From Bipolar disorders in DSM-5: strengths, problems and perspectives, by Jules Angst.

The main lines of the DSM-5 definition of major depressive episodes (MDE), basic to the diagnoses of both bipolar I and bipolar II disorders, are similar to those of DSM-IV: presence of five of nine diagnostic symptoms with a minimum duration of 2 weeks and a change from previous functioning. However, it is now possible to specify both depressive disorders and bipolar disorders with mixed features.

The definition of both manic and hypomanic episodes have been radically revised, which will impact on both bipolar diagnoses. The main changes are three: (1) a problematic change concerning the gate questions (criterion A), (2) a welcome reduction in the number of exclusion criteria and (3) a vigorous effort to operationalize bipolar subthreshold syndromes, hitherto unified under the NOS heading.

Gate questions for mania and hypomania

Where DSM-IV required, as criterion A, the presence of one of the two mood symptoms (elation/euphoric or irritable mood), in DSM-5, ‘the mood change must be accompanied by persistently increased activity or energy levels’. This new rule is, of course, more restrictive and excludes all individuals who report only one of the three entry symptoms and those with both elated and irritable mood. Thus, for no apparent reason, DSM-5 classifies some patients as having subthreshold bipolar disorders who would formerly have been diagnosed with manic episodes or bipolar I or II disorders. This strict new rule is not based on data, indeed it contradicts available evidence. As the international Bridge Study of 5,635 patients seeking treatment for major depressive episodes demonstrated clearly, any of those three gate questions is valid on its own, according to the criteria established by Robins and Guze (1970) and Angst et al. (2012).

Exclusion criteria

One important and amply justified change in DSM-5 concerns the diagnosis of bipolar II disorder. In DSM-IV, the change of major depression into hypomania under antidepressant treatments (ADs) was in principle an exclusion criterion.

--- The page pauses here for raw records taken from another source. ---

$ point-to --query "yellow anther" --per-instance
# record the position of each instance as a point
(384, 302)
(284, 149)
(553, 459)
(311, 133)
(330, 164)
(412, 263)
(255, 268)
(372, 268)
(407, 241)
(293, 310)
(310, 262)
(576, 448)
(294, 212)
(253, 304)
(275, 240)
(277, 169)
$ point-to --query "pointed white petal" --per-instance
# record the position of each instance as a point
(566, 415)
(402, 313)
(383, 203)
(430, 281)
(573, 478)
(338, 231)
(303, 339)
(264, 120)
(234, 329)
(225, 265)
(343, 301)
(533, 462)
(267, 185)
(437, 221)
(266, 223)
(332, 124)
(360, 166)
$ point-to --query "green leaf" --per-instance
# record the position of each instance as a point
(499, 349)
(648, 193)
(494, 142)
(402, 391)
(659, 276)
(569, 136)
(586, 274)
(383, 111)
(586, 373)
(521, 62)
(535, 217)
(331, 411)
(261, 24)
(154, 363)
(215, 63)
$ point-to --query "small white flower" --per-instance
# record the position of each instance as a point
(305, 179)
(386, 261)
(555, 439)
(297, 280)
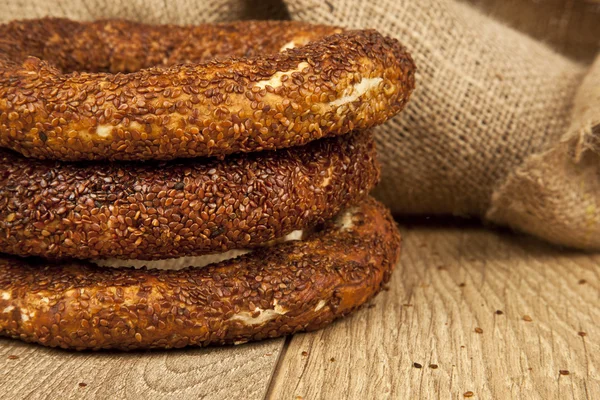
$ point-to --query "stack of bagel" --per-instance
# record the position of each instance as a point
(165, 186)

In DSM-5, that change – provided it persists at fully syndromal level beyond the physiological effect of the treatment – is explicitly a criterion for bipolar II disorder. DSM-5, like DSM-IV, allows some scope for clinical judgment as to causality. In addition, DSM-5 provides new formal criteria for substance/medication-induced bipolar and related disorder.

On the basis of the Bridge Study data (Angst et al. 2012), we can estimate that DSM-5 bipolar II disorder will be diagnosed about twice as often as heretofore and have a prevalence approaching that of bipolar I.

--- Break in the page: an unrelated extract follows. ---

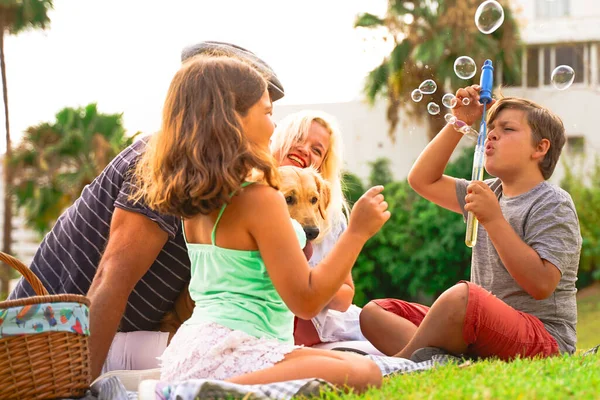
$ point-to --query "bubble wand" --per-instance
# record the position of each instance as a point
(485, 96)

A more frequent diagnosis of bipolar II disorder is both justified and logical: a milder condition (in this case hypomania) is usually more prevalent than a severe one (mania). Over the long-term course of their illness, bipolar patients spend much more time in milder conditions, mainly minor depression, than in major syndromes (Phillips and Kupfer 2013).

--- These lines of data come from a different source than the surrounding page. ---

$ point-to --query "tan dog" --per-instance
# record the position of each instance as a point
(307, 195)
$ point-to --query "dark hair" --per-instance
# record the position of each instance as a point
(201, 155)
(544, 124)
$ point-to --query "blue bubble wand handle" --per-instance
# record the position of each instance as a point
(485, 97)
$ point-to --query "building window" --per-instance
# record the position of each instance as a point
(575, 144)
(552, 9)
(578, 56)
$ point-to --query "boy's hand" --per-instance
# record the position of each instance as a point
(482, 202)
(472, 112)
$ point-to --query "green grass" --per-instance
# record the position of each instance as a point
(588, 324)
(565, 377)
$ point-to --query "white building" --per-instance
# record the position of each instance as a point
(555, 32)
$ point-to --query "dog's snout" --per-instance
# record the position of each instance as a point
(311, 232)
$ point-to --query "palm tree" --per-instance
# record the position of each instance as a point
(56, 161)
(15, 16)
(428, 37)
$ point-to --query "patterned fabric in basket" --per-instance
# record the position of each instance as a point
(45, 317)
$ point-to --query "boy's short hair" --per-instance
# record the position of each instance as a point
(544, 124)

Two exclusion criteria survive in DSM-5, namely ‘substance/medication-induced bipolar and related disorder’ and ‘bipolar and related disorder due to another medical condition’. Both clearly rely on questionable causal attributions based on partial co-occurrence with substance or medication use or full co-occurrence with another medical condition.

Other specified bipolar and related disorder (DSM-5)

DSM-5 has fortunately replaced DSM-IV’s vague group NOS by defining MDE with several subthreshold conditions of bipolarity, for instance, allowing a duration of 2 to 3 days for hypomanic episodes, as suggested by child psychiatrists, or fewer than four symptoms of hypomania during 4 days, or, for cyclothymia, specifying shorter manifestations (more than 24 months). A further important step is the recognition that dysthymia can co-occur with hypomania which is considered as a co-morbid condition, but why – one might ask – is it not allocated to cyclothymic disorder?